There is also the issue of a possible falling out between friends and managing that for yourself, your children and any donor conceived children. But really, if you started as you meant to go on and were very open and honest about what you both wanted and expected in the relatiosnhip, would go a long way to working through the bad patches if any came up.
Is a huge decision - cups of coffee and hugs to help you make it.
xx
jonesso
28-07-2006, 05:33 PM
Thank you star fish.
I am going to speak to my GP next week and get a referral to a dr or a counsellor at an IVF clinic here so I can get all of the info that I need to make a decision. There would be nothing worse than telling my friend that I am interested and want to donate only to find out the actual % risk and the facts to decide that I can't do it, e.g. the risk of infertility to me is too high etc etc... I think that is the best path for me to go down.
I will keep you posted and let you know how it pans out.
Thanks again for you help starfish. Great post.
x Sonia
jonesso
09-08-2006, 07:13 PM
Hi again.
Well I got in touch with the Monash Fertility Group and they have been extremely helpful. We have decided to approach our friends about me being their donor.
:fingerscrossed:
Will let you know what happens.
Thanks again for the advice/support.
FOURtunate
09-08-2006, 07:22 PM
Hi
That's great. I am about to start cycling with a friend, and cannot wait. If you have any questions, do give a shout!
I have learnt so much from my experience so far. Have a look at my threads, where I have kept diarised updates of my journey. I hope that they help you to get your head around the many aspects of this amazing act!
Congrats on making the decision. :hugs:
Hels*Bels
09-08-2006, 07:51 PM
Hi alicesmum :wave:
Firstly, I think that what you are offering to do is a very generous and kind gesture.
I thought I would add my views from a recipient's point of view. My story is slightly different as it was donor sperm that we needed and not eggs. We had a few offers from people that we knew to donate sperm but we felt that it would be too uncomfortable to have a child from someone that we knew, who would be in contact with us and the child regularly.
For that reason, we chose an annonymous donor. Luckily for us there was no waiting list, only a limited amount of donors to choose form but we are happy with the one we chose.
I think the thing that has been invaluable throughout all this is the counselling we have had. What ever way you and your friend chose to go, have heaps of couselling first as this will help with the decisions made now and in the child's future.
I wish you and your friend all the best :)
sarahstarfish
09-08-2006, 09:32 PM
Woohoo! Can't wait to follow your journey and wishing you everything.

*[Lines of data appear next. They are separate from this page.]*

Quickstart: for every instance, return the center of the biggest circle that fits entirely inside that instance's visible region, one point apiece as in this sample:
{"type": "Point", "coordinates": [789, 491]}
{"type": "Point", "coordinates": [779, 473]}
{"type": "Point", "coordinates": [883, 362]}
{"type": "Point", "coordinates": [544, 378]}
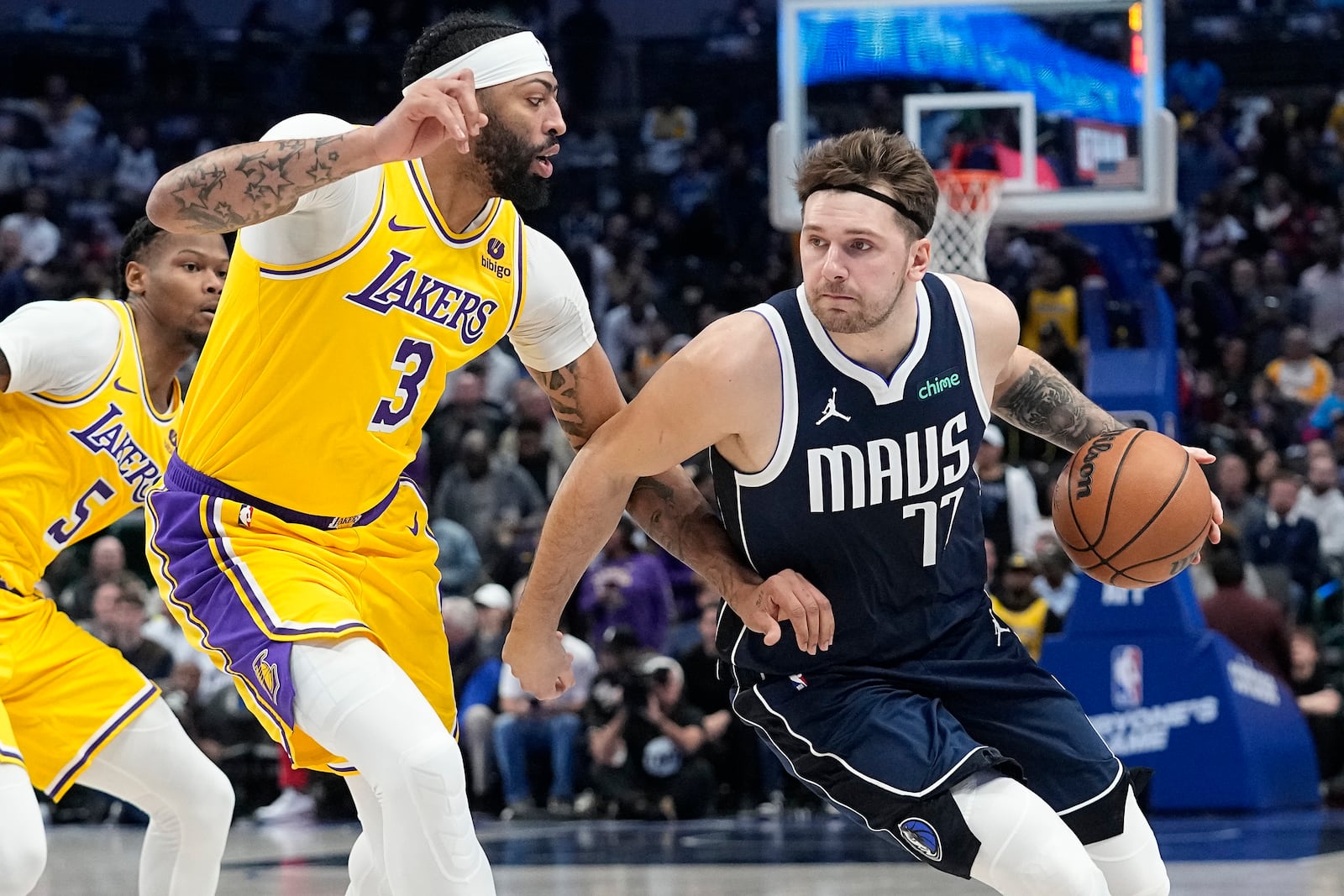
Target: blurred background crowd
{"type": "Point", "coordinates": [659, 202]}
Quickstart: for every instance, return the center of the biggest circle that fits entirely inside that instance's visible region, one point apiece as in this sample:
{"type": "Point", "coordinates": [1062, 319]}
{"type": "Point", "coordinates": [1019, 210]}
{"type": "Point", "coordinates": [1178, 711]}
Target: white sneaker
{"type": "Point", "coordinates": [292, 805]}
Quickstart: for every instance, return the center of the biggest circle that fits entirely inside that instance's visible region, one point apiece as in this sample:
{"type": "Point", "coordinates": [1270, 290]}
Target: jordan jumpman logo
{"type": "Point", "coordinates": [831, 410]}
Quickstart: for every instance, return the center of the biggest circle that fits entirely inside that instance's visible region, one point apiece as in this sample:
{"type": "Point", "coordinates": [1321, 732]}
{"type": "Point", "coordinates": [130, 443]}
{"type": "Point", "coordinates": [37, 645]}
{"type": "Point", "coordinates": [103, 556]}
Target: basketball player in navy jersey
{"type": "Point", "coordinates": [843, 419]}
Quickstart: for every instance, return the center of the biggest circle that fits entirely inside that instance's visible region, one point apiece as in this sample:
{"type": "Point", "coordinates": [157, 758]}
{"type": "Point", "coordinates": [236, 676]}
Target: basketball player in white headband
{"type": "Point", "coordinates": [370, 262]}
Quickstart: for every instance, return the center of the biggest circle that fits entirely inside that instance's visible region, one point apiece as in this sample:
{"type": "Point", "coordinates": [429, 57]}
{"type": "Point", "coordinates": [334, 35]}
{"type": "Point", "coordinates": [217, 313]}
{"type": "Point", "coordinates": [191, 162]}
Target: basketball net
{"type": "Point", "coordinates": [967, 204]}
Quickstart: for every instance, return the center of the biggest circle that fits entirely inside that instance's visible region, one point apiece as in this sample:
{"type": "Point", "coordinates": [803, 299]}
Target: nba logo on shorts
{"type": "Point", "coordinates": [1126, 678]}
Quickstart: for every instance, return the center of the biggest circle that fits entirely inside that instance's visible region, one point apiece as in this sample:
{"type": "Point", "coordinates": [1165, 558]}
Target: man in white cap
{"type": "Point", "coordinates": [371, 262]}
{"type": "Point", "coordinates": [1007, 499]}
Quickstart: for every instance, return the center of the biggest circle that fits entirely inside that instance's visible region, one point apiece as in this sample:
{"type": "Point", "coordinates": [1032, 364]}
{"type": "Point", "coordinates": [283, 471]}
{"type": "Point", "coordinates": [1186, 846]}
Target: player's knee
{"type": "Point", "coordinates": [205, 805]}
{"type": "Point", "coordinates": [24, 856]}
{"type": "Point", "coordinates": [434, 765]}
{"type": "Point", "coordinates": [1037, 872]}
{"type": "Point", "coordinates": [436, 783]}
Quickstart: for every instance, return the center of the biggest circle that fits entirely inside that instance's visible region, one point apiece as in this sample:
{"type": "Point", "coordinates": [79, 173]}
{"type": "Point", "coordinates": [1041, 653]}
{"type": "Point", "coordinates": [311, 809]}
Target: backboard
{"type": "Point", "coordinates": [1062, 97]}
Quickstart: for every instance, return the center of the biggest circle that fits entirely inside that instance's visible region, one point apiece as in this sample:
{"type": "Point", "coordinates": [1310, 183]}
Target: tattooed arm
{"type": "Point", "coordinates": [1034, 396]}
{"type": "Point", "coordinates": [1023, 387]}
{"type": "Point", "coordinates": [669, 506]}
{"type": "Point", "coordinates": [249, 183]}
{"type": "Point", "coordinates": [705, 396]}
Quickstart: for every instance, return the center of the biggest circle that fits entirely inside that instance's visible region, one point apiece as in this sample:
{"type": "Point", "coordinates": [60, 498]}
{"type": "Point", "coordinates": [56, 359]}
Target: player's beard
{"type": "Point", "coordinates": [507, 159]}
{"type": "Point", "coordinates": [862, 317]}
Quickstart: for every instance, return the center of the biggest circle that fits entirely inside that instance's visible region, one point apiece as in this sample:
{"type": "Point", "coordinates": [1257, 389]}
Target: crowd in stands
{"type": "Point", "coordinates": [660, 204]}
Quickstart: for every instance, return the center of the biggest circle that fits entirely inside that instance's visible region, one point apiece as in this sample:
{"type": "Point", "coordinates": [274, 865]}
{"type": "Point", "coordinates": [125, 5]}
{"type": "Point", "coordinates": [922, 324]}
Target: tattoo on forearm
{"type": "Point", "coordinates": [228, 188]}
{"type": "Point", "coordinates": [1046, 403]}
{"type": "Point", "coordinates": [564, 387]}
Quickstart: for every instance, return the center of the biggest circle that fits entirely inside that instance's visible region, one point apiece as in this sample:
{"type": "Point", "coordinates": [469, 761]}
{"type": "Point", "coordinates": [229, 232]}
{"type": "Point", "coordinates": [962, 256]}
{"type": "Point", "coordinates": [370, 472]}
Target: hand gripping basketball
{"type": "Point", "coordinates": [1132, 508]}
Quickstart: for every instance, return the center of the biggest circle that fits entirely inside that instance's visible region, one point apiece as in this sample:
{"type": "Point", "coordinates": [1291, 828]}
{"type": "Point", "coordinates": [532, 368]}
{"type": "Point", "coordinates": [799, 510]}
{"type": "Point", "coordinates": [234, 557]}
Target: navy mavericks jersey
{"type": "Point", "coordinates": [871, 492]}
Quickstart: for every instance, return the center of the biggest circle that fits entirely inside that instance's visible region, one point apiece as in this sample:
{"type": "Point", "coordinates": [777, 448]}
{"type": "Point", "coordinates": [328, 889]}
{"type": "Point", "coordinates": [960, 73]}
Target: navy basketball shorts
{"type": "Point", "coordinates": [886, 745]}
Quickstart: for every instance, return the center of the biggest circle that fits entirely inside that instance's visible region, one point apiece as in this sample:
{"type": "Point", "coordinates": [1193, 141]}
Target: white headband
{"type": "Point", "coordinates": [499, 60]}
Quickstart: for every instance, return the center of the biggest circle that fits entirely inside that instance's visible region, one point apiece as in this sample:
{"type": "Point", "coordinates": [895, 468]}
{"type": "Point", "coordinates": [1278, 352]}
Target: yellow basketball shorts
{"type": "Point", "coordinates": [246, 584]}
{"type": "Point", "coordinates": [64, 694]}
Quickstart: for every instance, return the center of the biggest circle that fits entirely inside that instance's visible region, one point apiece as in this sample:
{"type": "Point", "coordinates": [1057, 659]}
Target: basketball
{"type": "Point", "coordinates": [1132, 508]}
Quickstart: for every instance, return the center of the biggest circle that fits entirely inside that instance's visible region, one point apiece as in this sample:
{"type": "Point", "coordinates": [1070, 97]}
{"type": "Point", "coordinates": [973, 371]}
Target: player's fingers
{"type": "Point", "coordinates": [796, 611]}
{"type": "Point", "coordinates": [467, 100]}
{"type": "Point", "coordinates": [1200, 454]}
{"type": "Point", "coordinates": [449, 113]}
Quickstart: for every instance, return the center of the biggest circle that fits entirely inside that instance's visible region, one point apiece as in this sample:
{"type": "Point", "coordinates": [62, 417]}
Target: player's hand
{"type": "Point", "coordinates": [433, 112]}
{"type": "Point", "coordinates": [788, 595]}
{"type": "Point", "coordinates": [1215, 532]}
{"type": "Point", "coordinates": [541, 664]}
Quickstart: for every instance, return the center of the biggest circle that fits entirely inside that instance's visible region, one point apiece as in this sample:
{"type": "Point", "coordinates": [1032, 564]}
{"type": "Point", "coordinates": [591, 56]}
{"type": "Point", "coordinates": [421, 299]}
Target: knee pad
{"type": "Point", "coordinates": [1026, 849]}
{"type": "Point", "coordinates": [1131, 862]}
{"type": "Point", "coordinates": [436, 778]}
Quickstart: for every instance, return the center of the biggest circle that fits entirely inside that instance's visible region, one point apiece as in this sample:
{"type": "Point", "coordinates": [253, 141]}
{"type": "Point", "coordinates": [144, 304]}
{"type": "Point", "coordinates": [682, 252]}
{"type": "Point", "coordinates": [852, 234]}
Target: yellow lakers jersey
{"type": "Point", "coordinates": [318, 379]}
{"type": "Point", "coordinates": [73, 465]}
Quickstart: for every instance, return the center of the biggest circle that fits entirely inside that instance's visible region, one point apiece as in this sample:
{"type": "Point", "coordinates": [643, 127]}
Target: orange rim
{"type": "Point", "coordinates": [969, 190]}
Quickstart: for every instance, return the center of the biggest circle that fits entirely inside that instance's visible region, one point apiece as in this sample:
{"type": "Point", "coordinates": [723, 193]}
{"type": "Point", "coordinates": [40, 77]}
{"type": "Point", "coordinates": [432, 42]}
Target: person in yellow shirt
{"type": "Point", "coordinates": [87, 418]}
{"type": "Point", "coordinates": [371, 262]}
{"type": "Point", "coordinates": [1021, 607]}
{"type": "Point", "coordinates": [1299, 375]}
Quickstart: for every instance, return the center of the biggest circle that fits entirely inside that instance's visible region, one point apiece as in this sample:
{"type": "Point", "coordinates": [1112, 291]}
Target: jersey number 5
{"type": "Point", "coordinates": [64, 530]}
{"type": "Point", "coordinates": [413, 360]}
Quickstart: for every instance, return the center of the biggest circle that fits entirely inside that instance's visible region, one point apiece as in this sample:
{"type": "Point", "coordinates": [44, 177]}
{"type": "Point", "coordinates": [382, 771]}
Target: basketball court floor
{"type": "Point", "coordinates": [1299, 853]}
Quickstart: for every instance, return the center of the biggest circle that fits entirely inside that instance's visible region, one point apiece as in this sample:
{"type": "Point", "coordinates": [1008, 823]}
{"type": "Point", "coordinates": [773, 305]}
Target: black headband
{"type": "Point", "coordinates": [918, 221]}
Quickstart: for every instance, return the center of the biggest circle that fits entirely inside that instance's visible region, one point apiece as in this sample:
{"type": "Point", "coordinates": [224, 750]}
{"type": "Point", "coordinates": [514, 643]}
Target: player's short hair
{"type": "Point", "coordinates": [874, 157]}
{"type": "Point", "coordinates": [449, 38]}
{"type": "Point", "coordinates": [134, 248]}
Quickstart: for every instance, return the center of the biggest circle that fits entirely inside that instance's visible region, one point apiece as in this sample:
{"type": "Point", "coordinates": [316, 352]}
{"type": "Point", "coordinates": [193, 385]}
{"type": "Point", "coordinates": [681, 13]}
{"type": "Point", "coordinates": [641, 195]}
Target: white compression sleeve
{"type": "Point", "coordinates": [1131, 860]}
{"type": "Point", "coordinates": [155, 766]}
{"type": "Point", "coordinates": [355, 701]}
{"type": "Point", "coordinates": [367, 873]}
{"type": "Point", "coordinates": [24, 844]}
{"type": "Point", "coordinates": [1026, 849]}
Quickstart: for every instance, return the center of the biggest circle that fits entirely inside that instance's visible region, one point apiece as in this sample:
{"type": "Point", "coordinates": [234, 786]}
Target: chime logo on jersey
{"type": "Point", "coordinates": [886, 470]}
{"type": "Point", "coordinates": [922, 839]}
{"type": "Point", "coordinates": [111, 434]}
{"type": "Point", "coordinates": [403, 288]}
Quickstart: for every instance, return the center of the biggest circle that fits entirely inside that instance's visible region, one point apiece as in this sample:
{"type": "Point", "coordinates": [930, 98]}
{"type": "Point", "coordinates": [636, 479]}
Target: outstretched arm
{"type": "Point", "coordinates": [245, 184]}
{"type": "Point", "coordinates": [698, 399]}
{"type": "Point", "coordinates": [1026, 390]}
{"type": "Point", "coordinates": [669, 506]}
{"type": "Point", "coordinates": [1034, 396]}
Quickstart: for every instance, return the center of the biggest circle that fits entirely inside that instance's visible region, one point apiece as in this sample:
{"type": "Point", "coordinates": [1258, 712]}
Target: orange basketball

What lucky lucky friends you have, and just the way you have thought things through and are aware that it's not all chocolates and roses makes me think you will be approaching this with your head firmly screwed on.
What a huge heart you have woman, please come back and share your story if you are able to.
Love
Cindy
pixiesmums
10-08-2006, 09:20 AM
My sister is going through donating her eggs to a family friend at the moment. I think that it is such a selfless act. I am so proud of my sister for wanting to do such a wonderful thing for someone else so they can bring another life into this world.
:yelclap: You are doing a wonderful thing and hope everything works out.